Process Notes: Turning Poem into Song (About Writing a Poem)

I’ve been trying to write each month with the folks at Open Write via Ethical ELA (it’s pretty inspiring how many people come to write there), and it works by having just five days of writing prompts each month (so, manageable). The email notifications are always welcome, as I always forget it is coming up.

Mostly, I work on my daily poems with the prompts. The other day, the theme of ‘thanks’ came up for the first prompt of November, and I began a poem about the greeting cards you get from stationery stores, and then veered into something different, something more interesting (for me).

The shelves have become
barren of those silly cards,
those throw-away phrases
that always tried so hard
to make us laugh, in aisles
of the grocery store and
boutique shops and kiosks
in the mall, manufactured thanks
spit out by cold machines,
while I’m still one of those few
who settles down in the quiet,
pen in hand, to carve out poems
from the bones of memory,
a crinkled paper-cut of words
tucked into the folds
of your jacket pocket

It was the place where the poem took a turn in the middle with the writer becoming self-aware that I could not shake throughout the day. I found the words becoming lyrics in my mind all day long, small phrases dancing in my mind, and finally, I had time to sit down with my guitar, and I slowly began wrangling the poem into another shape altogether, turning the lines into lyrics of a song.

An interesting and challenging element of this process is that the rhythm and rhyme of the poem didn’t quite work (I’m not sure why I even heard the poem as song verses, given the lines) and so I found myself moving the pieces around, adding words, twisting phrases — all in the service of song.

I was intent on keeping the meaning, though, of a poet — feeling a bit estranged from the world, of thinking they are “one of the few” still scribbling words to paper – still writing, and intent on tucking words into the pockets of another person, hopeful that the poems will be found and recognized, and read.
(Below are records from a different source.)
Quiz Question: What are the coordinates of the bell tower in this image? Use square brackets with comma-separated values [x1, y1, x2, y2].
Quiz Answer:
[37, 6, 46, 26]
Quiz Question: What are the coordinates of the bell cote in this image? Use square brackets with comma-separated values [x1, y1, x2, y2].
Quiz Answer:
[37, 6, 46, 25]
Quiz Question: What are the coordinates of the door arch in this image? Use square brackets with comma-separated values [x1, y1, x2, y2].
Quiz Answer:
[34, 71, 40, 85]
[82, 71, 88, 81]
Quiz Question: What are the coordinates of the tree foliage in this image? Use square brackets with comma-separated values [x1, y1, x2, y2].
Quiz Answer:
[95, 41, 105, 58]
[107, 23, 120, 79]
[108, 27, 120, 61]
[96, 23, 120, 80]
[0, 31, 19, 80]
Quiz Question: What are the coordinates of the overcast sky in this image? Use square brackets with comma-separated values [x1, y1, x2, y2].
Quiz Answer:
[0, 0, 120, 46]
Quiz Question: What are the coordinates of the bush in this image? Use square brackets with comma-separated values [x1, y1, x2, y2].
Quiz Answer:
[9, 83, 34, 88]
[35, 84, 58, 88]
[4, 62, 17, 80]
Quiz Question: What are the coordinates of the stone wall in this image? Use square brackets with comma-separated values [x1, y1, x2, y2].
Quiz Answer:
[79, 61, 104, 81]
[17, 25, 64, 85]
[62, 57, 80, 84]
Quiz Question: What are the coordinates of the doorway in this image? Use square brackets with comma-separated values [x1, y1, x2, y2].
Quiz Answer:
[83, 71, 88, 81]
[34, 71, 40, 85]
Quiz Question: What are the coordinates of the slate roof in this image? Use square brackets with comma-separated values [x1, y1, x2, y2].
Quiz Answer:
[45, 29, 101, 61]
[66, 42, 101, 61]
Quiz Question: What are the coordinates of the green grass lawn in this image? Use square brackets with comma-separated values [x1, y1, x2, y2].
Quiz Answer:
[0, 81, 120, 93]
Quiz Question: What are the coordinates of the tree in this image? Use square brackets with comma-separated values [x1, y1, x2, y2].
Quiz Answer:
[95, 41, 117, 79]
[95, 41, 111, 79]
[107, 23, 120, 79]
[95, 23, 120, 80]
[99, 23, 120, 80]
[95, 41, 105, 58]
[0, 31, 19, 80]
I think I was successful in this thematic connection from song to poem.

Paper Cuts You (Everywhere You Go)

I may be one of the few
to settle down
in the quiet and write you a poem

I wish I knew
how to share the silent
the way memory holds us like bone
the paper cuts you everywhere you go

These four walls
these blue lines
the days turning into night

I can’t recall
what it is we said
I’m tucking words inside your sleepy head
dreaming on this paper bed

And if it rhymes, it’s time
to break it all apart
I’m the poem inside
the pocket of your heart

And if I had the words
then we’d be OK
I’d hold you in the dark before the light

So close the door
pull on the shades
I’m writing you from somewhere yesterday
and tomorrow will be better than today

And if we find it’s time
that we make it from the start
I’m the poem
inside the pocket of your heart

The music was first recorded as a rough demo with only guitar and voice as a way to get it down. I found I liked what it was in that rough format but the song needed a bit more lyrically to bring things around to something hopeful. So I began all over again — adding other instruments — keyboard, piano, bass, guitar, strings. I wanted to keep my voice front and center — the poet, thinking — and the guitar fairly sparse strumming, more like a mandolin (the capo is high up the neck).

In the end, the song is different from the poem — the middle section, with worries that the poet is falling into method as opposed to heart, turns things a bit and the last parts give more hope, with the poet being the poem inside the pocket of the heart — but the pieces are still connected by some invisible string, circling around the central idea of a writing having hope that words can still impact the audience – even an audience of one person.